Dans Tumpie, Jean-Luc Cornette et Agnese Innocente racontent l’enfance douloureuse de Joséphine Baker. Dans une Amérique divisée, elle est irrémédiablement confrontée aux violences du racisme et aux épreuves de la vie.
Quand on découvre les premières planches de Tumpie, on réalise à quel point la lumière était, pour la future Joséphine Baker, lointaine, presque inaccessible. L’Amérique du début du XXe siècle a si peu à lui offrir, si ce n’est un théâtre d’injustices, d’inégalités et de souffrances. Pieds nus, vite avisés de leur condition, les enfants comme Tumpie sont les témoins d’une violence aussi crue que quotidienne.
Le récit commence ainsi sur une note âpre. Freda Joséphine McDonald vit d’expédients : son beau-père est désœuvré et sa mère, artiste de rue, gagne à peine de quoi la nourrir. Elle ne s’épanouit vraiment qu’en prenant l’air accompagnée de ses animaux à quatre pattes. Mais même là, au cœur d’activités insouciantes, la réalité se rappelle brutalement à elle : son chien est abattu par des racistes qui auraient probablement préféré se défouler sur un Noir ; elle assiste ensuite à la mise à mort et l’immolation d’un Afro-américain… La ségrégation règne encore, de la pire des manières, sur cette partie des États-Unis.
Jean-Luc Cornette et Agnese Innocente représentent alors une enfant en rupture avec son environnement : elle apparaît d’autant plus joviale et optimiste, d’un amour spontané et débordant, que son milieu demeure tranchant et corrompu.

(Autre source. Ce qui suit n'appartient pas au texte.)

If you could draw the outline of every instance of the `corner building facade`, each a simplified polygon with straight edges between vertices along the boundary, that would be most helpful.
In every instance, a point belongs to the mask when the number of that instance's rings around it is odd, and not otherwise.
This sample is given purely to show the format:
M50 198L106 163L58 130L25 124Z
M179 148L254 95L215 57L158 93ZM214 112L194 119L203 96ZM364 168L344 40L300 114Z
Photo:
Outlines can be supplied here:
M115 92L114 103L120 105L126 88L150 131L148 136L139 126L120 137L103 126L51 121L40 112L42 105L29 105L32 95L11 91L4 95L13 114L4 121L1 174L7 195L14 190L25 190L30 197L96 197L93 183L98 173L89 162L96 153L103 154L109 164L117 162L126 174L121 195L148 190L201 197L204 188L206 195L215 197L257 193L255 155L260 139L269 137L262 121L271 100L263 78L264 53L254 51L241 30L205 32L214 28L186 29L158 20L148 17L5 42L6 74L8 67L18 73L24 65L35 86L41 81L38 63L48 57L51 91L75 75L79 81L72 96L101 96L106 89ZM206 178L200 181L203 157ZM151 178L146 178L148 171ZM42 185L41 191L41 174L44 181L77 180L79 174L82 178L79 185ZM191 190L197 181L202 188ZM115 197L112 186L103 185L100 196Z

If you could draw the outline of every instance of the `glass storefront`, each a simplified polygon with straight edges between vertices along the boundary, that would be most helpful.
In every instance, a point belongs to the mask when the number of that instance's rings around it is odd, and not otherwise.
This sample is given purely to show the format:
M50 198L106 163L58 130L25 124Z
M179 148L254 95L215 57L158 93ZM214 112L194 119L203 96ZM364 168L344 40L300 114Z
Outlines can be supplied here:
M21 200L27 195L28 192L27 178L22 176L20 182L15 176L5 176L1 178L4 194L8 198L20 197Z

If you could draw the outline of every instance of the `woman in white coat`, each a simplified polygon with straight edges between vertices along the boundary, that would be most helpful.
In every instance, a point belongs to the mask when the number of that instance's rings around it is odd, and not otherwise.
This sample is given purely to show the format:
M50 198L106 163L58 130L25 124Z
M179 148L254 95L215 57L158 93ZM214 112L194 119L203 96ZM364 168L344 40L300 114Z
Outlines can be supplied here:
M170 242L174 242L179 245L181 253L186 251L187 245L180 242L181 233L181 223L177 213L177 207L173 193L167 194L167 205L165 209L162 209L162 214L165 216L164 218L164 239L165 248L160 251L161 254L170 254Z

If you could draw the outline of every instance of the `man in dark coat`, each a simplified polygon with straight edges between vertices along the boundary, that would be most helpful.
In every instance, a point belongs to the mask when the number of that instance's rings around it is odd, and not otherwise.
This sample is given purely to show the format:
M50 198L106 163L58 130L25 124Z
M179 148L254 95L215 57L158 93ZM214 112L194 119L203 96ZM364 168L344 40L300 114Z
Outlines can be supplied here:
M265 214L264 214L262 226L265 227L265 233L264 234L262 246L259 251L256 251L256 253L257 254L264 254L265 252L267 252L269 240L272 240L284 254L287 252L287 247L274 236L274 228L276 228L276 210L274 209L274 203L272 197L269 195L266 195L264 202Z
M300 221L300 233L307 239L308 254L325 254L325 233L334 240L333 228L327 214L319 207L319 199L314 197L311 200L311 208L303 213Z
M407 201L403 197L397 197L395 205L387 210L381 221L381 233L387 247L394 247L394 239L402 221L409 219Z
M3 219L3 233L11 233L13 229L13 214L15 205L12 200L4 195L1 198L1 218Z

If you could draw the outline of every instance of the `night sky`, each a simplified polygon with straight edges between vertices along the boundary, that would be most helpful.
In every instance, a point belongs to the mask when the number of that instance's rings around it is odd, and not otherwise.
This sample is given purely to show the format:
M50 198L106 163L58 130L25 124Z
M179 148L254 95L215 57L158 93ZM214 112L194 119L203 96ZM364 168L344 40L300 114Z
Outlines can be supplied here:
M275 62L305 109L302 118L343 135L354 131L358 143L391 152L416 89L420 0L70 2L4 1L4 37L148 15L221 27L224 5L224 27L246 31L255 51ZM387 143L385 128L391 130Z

Car au-delà de la pauvreté, c’est la violence qui va la toucher, dans son intimité propre : elle subit une agression sexuelle dans une famille blanche, puis est poussée à la prostitution par sa mère, tour à tour protectrice et négligente, et globalement plus toxique qu’aimante.

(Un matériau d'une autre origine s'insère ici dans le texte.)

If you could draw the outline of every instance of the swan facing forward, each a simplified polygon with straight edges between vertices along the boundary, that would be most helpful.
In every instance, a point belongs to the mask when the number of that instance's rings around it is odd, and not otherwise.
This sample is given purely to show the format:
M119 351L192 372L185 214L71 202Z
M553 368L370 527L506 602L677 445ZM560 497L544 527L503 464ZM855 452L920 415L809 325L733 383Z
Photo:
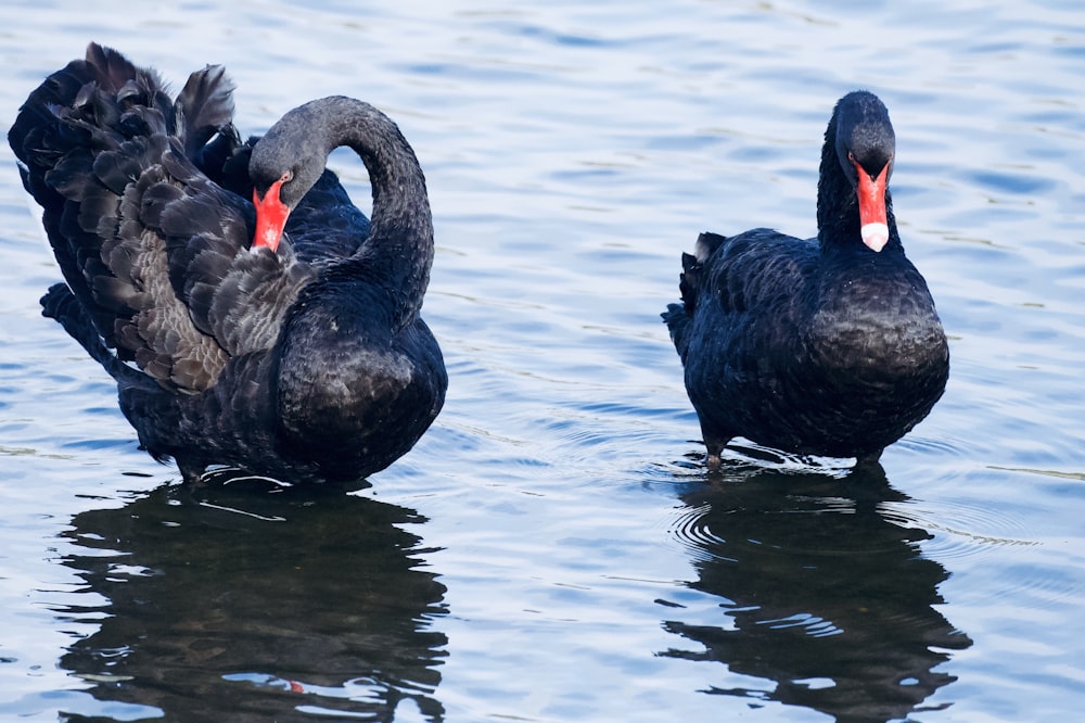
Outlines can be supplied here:
M30 93L8 138L65 280L43 313L187 481L357 481L414 445L448 384L419 316L425 180L371 105L312 101L242 143L232 90L208 66L174 100L92 43ZM324 168L341 145L369 170L371 221Z
M663 314L710 467L733 436L877 460L942 396L949 348L904 254L889 192L896 141L872 93L842 98L825 135L816 239L702 233Z

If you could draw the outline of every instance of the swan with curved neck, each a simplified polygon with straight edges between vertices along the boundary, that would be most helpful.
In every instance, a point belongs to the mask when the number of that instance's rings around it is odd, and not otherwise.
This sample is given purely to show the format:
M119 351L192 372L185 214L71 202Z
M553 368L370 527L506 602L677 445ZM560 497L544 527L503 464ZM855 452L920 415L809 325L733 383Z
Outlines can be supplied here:
M215 466L360 480L413 446L447 389L419 316L425 179L367 103L312 101L243 144L231 91L209 66L174 100L154 71L91 45L30 93L9 140L66 281L44 314L186 480ZM324 168L340 145L369 170L372 221Z

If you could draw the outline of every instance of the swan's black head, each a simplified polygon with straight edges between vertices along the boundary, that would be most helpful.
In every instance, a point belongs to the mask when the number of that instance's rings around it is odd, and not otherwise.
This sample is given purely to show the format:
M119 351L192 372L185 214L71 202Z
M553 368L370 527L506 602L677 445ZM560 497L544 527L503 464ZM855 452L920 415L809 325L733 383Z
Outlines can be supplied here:
M869 91L856 90L837 102L833 114L837 117L837 157L852 185L858 182L856 163L871 177L889 166L888 181L893 173L896 135L885 104Z
M896 135L885 104L866 90L841 98L829 122L827 153L830 144L857 196L863 242L872 251L881 251L889 240L886 189L896 153ZM822 174L827 170L822 165Z
M254 246L278 246L290 212L324 172L329 148L321 131L327 123L318 103L290 111L253 147L248 177L256 205Z

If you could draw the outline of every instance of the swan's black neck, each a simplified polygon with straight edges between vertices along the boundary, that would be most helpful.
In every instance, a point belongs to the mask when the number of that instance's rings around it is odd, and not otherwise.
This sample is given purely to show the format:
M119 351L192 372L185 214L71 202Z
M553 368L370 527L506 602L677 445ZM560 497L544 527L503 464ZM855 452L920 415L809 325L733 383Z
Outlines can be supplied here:
M829 127L825 131L817 187L818 241L822 251L831 248L856 251L864 249L859 233L857 172L848 158L848 153L854 153L855 157L864 163L871 157L891 163L895 144L889 112L877 96L856 91L837 103L829 119ZM880 168L871 169L875 173L880 170ZM889 226L889 242L879 253L903 251L888 185L885 223Z
M328 155L347 145L369 172L373 211L369 240L342 266L387 288L408 316L421 306L433 263L433 221L425 177L407 140L368 103L334 96L290 111L253 149L250 175L259 192L293 175L281 198L295 207L324 170Z

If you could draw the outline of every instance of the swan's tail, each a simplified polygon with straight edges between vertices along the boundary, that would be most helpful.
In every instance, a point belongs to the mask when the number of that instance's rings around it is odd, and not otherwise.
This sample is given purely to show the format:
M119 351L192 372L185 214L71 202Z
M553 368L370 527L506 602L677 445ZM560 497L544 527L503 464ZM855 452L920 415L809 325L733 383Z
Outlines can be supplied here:
M158 385L150 377L129 367L117 358L98 333L87 308L79 303L72 290L64 283L54 283L41 297L41 315L55 319L72 339L102 365L119 384L157 390Z

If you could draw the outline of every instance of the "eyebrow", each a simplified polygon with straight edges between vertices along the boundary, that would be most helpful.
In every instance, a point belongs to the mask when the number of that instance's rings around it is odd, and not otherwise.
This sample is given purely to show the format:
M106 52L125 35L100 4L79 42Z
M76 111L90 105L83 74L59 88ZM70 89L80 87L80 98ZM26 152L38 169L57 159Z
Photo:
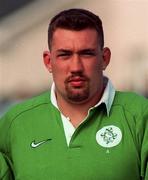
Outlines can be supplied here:
M63 53L71 53L72 50L70 50L70 49L58 49L57 52L58 52L58 53L61 53L61 52L63 52ZM87 48L87 49L79 50L79 51L77 51L76 53L81 54L81 53L87 53L87 52L96 53L96 49Z

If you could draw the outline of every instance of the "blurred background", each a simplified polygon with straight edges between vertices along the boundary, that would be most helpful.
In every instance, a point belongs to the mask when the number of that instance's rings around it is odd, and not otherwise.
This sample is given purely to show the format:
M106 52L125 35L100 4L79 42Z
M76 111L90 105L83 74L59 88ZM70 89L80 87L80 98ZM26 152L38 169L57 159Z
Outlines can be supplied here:
M0 0L0 116L14 103L49 90L43 65L50 18L86 8L103 21L112 58L105 74L118 90L148 97L147 0Z

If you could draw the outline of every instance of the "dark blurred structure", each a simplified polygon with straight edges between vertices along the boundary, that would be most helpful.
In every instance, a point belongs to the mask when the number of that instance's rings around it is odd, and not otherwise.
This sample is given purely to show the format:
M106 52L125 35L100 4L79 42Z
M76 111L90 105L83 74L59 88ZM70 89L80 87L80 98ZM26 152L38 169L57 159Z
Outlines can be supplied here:
M0 0L0 20L34 0Z

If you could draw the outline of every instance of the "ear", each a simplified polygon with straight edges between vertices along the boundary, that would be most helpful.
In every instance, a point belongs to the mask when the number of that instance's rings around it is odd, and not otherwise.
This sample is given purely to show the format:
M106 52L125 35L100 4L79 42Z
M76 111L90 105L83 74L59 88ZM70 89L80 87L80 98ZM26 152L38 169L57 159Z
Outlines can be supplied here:
M50 52L49 51L44 51L43 52L43 60L46 68L50 73L52 73L52 67L51 67L51 59L50 59Z
M111 58L111 51L108 47L103 48L102 57L103 57L102 70L105 70Z

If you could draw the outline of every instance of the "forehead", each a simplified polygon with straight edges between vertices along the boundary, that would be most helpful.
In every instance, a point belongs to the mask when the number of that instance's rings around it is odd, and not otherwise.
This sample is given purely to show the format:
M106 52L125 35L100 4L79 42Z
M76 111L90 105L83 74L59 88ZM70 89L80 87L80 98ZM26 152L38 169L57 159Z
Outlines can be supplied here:
M94 47L98 45L98 33L95 29L74 31L58 28L51 45L56 48Z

Pour les auteurs, il ne s’agit pas tant d’exhiber la douleur que de la comprendre. Cette enfance affligée a façonné la future Joséphine Baker. C’est là, dans cette approche délicate et humanisante, que le roman graphique trouve toute sa pertinence : il nous raconte un parcours de vie fait de souffrances et de petites victoires, un chemin de révolte discrète contre l’injustice, où la danse devient non seulement une forme d’évasion, mais aussi un cri de résistance. Dans un monde qui lui est défavorable, Tumpie ose encore croire en son talent, en ses chances de réussite.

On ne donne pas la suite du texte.